Proving optimized function is still correct

[Terry Reedy]

<salvasan at yahoo.com> wrote in message
news:9sq46c$o93$1 at news.carib-link.net...
> I gave a colleague of mine a Python function to optimise:

Responding would have been easier if you had given a succinct
description of what your function computes:  the number of ways of
distributing n indistinguishable items among m labelled bins, with
bins possibly left empty, and where 'labelled' means that each
permutation among bins is counted separately.

> def count_combos( m, n, trial=[] ):
>     #is trial complete?
>     if len(trial) == m:
>         #check if trial is valid
>         total = 0
>         for x in trial:
>             total = total + x
>         if total == n:
>             #count this valid trial
>             return 1
>         #otherwise do not count it
>         return 0
>     else:
>         #RECURSIVE CALL
>         count = 0
>         for i in range( n+1 ):
>              #extend trial by another test element
>              trial.append(i)
>              #total up valid trials found
>              count = count + count_combos( m, n, trial )
>              #remove last appended element
>              del( trial[-1] )
>         return count

The above generates the (n+1)**m ways of putting 0..n items in each
bin independently and then counts those for which the separate numbers
add up to n.  This brute-force method is about maximally inefficient.
The following is a more direct recursion:

def d(m,n):
  if m == 1 or n == 0: return 1
  cnt = 0
  for i in range(n+1): cnt = cnt + d(m-1,n-i) # ie, put i items in bin
m and distribute rest
  return cnt

>>> d(6,4)
126

> The preconditions are that arguments m and n are always positive
integers.

No, n may be 0, as shown by inspection of your code (and consideration
of the problem).

> She amazingly reduced the above code to the following:

No, she tossed it out and instead calculates the well-known formula
that solves this standard combinatorial problem.

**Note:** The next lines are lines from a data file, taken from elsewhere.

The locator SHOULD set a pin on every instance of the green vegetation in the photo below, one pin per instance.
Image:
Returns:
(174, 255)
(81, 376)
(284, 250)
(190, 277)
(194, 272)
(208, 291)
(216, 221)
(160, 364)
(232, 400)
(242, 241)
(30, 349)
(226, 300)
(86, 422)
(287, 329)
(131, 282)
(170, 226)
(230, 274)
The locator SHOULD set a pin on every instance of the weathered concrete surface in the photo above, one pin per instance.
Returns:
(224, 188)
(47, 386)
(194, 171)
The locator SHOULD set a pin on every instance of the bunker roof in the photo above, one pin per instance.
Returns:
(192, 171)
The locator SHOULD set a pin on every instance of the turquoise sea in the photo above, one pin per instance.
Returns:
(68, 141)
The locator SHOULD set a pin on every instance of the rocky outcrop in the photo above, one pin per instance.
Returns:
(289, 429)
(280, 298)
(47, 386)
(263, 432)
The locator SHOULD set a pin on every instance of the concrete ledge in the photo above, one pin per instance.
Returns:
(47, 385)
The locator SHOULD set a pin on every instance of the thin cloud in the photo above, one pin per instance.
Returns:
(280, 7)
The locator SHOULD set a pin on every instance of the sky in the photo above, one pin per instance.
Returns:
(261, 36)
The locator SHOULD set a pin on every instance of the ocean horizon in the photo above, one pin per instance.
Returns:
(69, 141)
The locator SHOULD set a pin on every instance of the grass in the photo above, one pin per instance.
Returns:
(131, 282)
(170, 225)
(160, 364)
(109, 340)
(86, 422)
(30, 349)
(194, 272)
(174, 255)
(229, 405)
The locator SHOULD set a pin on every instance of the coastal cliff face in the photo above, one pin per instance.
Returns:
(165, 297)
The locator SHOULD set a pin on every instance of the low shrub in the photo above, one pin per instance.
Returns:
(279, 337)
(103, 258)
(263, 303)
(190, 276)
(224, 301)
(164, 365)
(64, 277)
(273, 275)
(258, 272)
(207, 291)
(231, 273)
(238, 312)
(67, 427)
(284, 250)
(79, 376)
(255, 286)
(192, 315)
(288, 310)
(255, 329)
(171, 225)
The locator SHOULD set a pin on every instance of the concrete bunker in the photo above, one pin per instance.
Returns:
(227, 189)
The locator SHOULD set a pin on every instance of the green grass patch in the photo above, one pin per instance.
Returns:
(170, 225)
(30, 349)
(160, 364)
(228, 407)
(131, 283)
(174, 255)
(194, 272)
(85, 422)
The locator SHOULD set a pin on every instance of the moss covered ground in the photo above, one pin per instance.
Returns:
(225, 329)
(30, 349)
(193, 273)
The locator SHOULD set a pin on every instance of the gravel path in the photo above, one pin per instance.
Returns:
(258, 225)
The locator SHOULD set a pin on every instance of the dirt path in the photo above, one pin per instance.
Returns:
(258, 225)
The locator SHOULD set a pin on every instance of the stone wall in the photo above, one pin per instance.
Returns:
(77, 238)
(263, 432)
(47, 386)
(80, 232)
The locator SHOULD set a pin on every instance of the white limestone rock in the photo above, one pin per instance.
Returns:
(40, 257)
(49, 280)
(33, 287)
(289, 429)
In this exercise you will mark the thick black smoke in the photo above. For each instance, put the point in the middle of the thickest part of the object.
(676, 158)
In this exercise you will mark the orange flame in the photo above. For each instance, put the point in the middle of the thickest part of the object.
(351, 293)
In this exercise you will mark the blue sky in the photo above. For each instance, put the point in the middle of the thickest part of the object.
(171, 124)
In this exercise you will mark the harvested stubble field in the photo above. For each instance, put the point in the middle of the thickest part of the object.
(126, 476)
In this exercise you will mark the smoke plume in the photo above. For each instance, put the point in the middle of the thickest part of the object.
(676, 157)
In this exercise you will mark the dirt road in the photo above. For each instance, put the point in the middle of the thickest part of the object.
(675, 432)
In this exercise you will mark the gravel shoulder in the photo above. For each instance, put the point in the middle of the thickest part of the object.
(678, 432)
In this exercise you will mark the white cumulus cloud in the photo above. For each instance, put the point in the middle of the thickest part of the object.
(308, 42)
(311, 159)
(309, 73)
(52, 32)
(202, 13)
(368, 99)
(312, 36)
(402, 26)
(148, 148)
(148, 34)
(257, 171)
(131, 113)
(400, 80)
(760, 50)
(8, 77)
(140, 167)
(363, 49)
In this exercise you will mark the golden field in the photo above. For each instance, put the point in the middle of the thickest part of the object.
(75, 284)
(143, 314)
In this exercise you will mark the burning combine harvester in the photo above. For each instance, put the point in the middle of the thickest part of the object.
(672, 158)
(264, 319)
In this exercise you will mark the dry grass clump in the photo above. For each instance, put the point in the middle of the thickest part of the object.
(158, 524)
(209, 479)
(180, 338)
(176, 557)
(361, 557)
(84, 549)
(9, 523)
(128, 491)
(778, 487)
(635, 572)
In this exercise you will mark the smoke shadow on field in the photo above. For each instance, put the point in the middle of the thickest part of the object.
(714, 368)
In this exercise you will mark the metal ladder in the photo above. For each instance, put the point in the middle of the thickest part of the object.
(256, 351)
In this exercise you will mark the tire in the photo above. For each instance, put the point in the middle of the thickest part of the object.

> def count_combos_optimised( m, n ):
>     numer = 1
>     denom = 1
>     j = m+n-1
>     i = 1
>     while i<m:
>         numer = numer * j
>         denom = denom * i
>         j = j - 1
>         i = i + 1
>     return numer/denom

This calculates (n+m-1)!/n!(m-1)!.  Example: 9*8*7*6*5 / 5*4*3*2*1 =
126.

> The optimised version operates a lot faster, but how can I be sure
> that count_combos_optimised( m, n ) and count_combos( m, n ) will
> return the same values for every possible pairing of positive
integers
> (m,n) ?

The standard method would be mathematical induction: substitute the
factorial formula into the recursive formula embodied in d() above and
show equalilty (ugh).  Fortunately, in this case, there is a direct
argument.  Line up n+m-1 items, bounded on each end by a boundary
marker.  Select m-1 and turn them into boundary markers.  This leave n
items distributed among k distinguishable (by order) bins.  There are
(n+m-1)!/n!(m-1)! ways of doing this.

Terry J. Reedy